Fluorescence imaging of both DNA and RNA gel samples was performed with a Li-Cor Odyssey® Fc Imaging System and the fluorescence intensity was quantified using FIJI software.
First-strand synthesis was generated by mixing 5 µL of RNA with 500 nM of reverse primer in a 20 µL reverse transcription reaction (Bio-Rad, 1708897) containing 4 µL of reaction supermix, 2 µL of GSP enhancer solution, and 1 µL of reverse transcriptase. The mixture was incubated at 42 °C for 30 or 60 min, followed by a deactivation of the reverse transcriptase at 85 °C for 5 min. To generate ample product for gel electrophoresis analyses, the resultant cDNA was diluted 100-fold, and 1 µL was used as the template in a PCR amplification containing 0.5 µL of Q5 High-Fidelity DNA Polymerase (NEB, M0491S), 1x Q5 polymerase reaction buffer (NEB, B9072S), 0.5 uM of forward and reverse primer, 2.5 mM each of dATP (NEB, N0440S), dCTP (NEB, N0441S), dGTP (NEB, N0442S), dTTP (NEB, N0443S) in a 50 µL total reaction volume. The amplification conditions were 98 °C for 30 s and then 25 cycles of: 98 °C for 10 s, 55 °C for 20 s, 72 °C for 10 s with a final 72 °C extension step for 2 min. The products were assayed by gel electrophoresis and their concentrations were measured by Fragment Analyzer HS NGS Fragment Kit (Agilent Technologies Inc., DNF-474-0500).
Locking and unlocking
Lock and key strands were purchased from Eton Biosciences. To lock the file, purified ss-dsDNA strands were mixed with lock strands at a molar ratio of 1:10 in a 25 µL reaction containing 2 mM MgCl2 and 50 mM KCl. The mixture was annealed to 98 °C, 45 °C or 25 °C for 2 min, followed by a temperature drop at 1 °C/min to 14 °C. To unlock the file, key strands were added into the locked file mixture at a molar ratio of 10:1 to the original ss-dsDNA strand amount. The mixtures were annealed to 98, 77, 55, 35, or 25 °C for 2 min, followed by a temperature drop at 1 °C/min to 14 °C. To access the unlocked strands, file-specific biotin-modified oligos were added into the mixture at a ratio of 15:1 to the original ss-dsDNA strand amount supplemented with additional MgCl2 and KCl to a final concentration of 2 mM and 50 mM, respectively, in a 30 µL reaction.
Renaming and deleting
ss-dsDNA strands were mixed with renaming or deleting oligos at a ratio of 1:20 in a 25 µL reaction containing 2 mM MgCl2 and 50 mM KCl. The mixture was heated to 35 °C for 2 min, followed by a temperature drop at 1 °C/min to 14 °C. To delete the file, oligos were mixed with purified target file strands at a ratio of 1:20.
Real-time PCR (qPCR)
qPCR was performed in a 6 μL, 384-well plate format using SsoAdvanced Universal SYBR Green Supermix (BioRad, 1725270). The amplification conditions were 95 °C for 2 min and then 50 cycles of: 95 °C for 15 s, 53 °C for 20 s, and 60 °C for 20 s. Quantities were interpolated from the linear ranges of standard curves performed on the same qPCR plate.

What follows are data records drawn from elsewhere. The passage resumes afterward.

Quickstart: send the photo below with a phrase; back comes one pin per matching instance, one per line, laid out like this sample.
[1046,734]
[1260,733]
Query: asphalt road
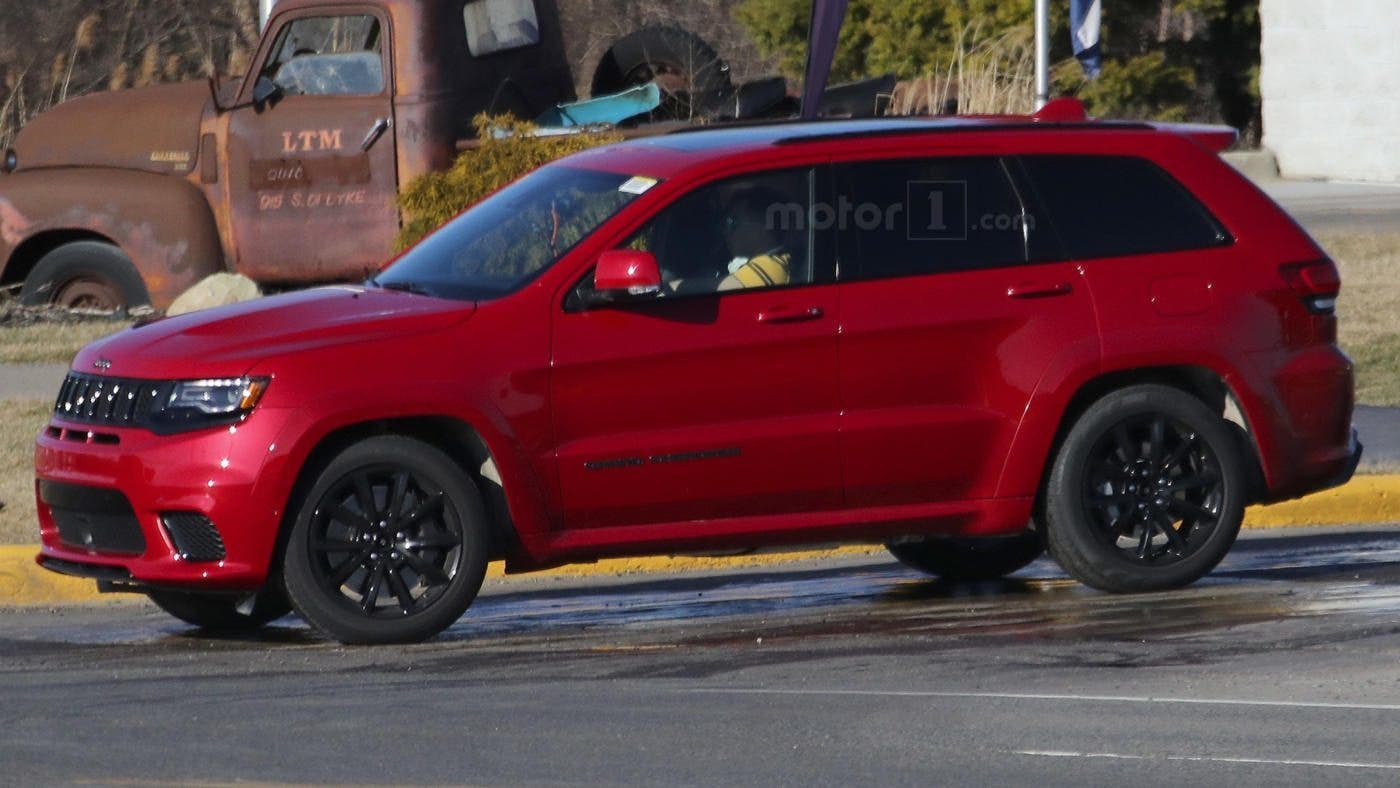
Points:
[1280,668]
[1325,206]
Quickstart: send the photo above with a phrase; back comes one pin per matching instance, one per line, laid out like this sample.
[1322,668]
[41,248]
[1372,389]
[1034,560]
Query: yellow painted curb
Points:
[1365,500]
[24,582]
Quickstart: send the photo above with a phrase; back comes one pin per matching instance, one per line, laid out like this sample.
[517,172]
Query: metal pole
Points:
[1042,53]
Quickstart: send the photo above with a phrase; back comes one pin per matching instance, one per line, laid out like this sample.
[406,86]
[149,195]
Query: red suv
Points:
[969,339]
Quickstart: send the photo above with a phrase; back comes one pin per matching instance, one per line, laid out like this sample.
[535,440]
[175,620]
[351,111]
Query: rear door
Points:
[718,399]
[954,307]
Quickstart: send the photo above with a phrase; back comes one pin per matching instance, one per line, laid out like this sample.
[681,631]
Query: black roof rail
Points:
[965,128]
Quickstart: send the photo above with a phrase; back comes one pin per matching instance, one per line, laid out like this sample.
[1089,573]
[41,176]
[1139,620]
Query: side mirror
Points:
[626,275]
[265,91]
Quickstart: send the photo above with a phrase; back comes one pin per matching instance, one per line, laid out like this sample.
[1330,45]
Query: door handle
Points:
[1039,290]
[790,315]
[375,132]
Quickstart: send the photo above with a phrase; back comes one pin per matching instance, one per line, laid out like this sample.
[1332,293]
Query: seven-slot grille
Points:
[119,402]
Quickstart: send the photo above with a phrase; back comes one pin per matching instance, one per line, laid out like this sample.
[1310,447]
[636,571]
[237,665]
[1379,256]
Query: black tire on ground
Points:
[86,275]
[1147,491]
[219,613]
[969,559]
[389,545]
[685,65]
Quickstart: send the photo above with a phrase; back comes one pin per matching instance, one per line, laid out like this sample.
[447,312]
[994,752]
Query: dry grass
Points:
[51,342]
[993,77]
[1369,311]
[20,423]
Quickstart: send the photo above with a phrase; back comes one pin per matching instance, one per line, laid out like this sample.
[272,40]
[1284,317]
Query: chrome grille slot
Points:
[118,402]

Poly A tailing and template elongation
The NNN sequences in Fig. 5 and Supplementary Fig. 6 are captured in the cDNA samples. However, they cannot be immediately amplified in preparation for next-generation sequencing as a common PCR primer pair is not available. Therefore, cDNA was A-tailed with terminal transferase under the following reaction conditions: 5.0 uL of 10x TdT buffer, 5.0 uL of 2.5 mM CoCl2 solution provided with the buffer, 5.0 pmols of the amplified cDNA samples, 0.5 uL of 10 mM dATP (NEB, N0440S), and 0.5 uL of terminal transferase (20 units/uL) (NEB, M0315S) in a 50 uL total reaction volume. The mixture was incubated at 37 °C for 30 min, and then 70 °C for 10 min to deactivate the enzyme. The A-tailed samples were further amplified using the primers provided in Supplementary Table 1 to extend the length of each sequence for optimal next-generation sequencing. The PCR reaction used the following recipe: 0.5 µL of Q5 High-Fidelity DNA Polymerase (NEB, M0491S), 1x Q5 polymerase reaction buffer (NEB, B9072S), 0.5uM of forward and reverse primer, 2.5 mM each of dATP (NEB, N0440S), dCTP (NEB, N0441S), dGTP (NEB, N0442S) and dTTP (NEB, N0443S) in a 50 µL total reaction volume. The amplification conditions were 98 °C for 30 s, 25 cycles of: 98 °C for 10 s, 55 °C for 20 s, 72 °C for 10 s, with a final 72 °C extension step for 2 min. The products were assayed by gel electrophoresis.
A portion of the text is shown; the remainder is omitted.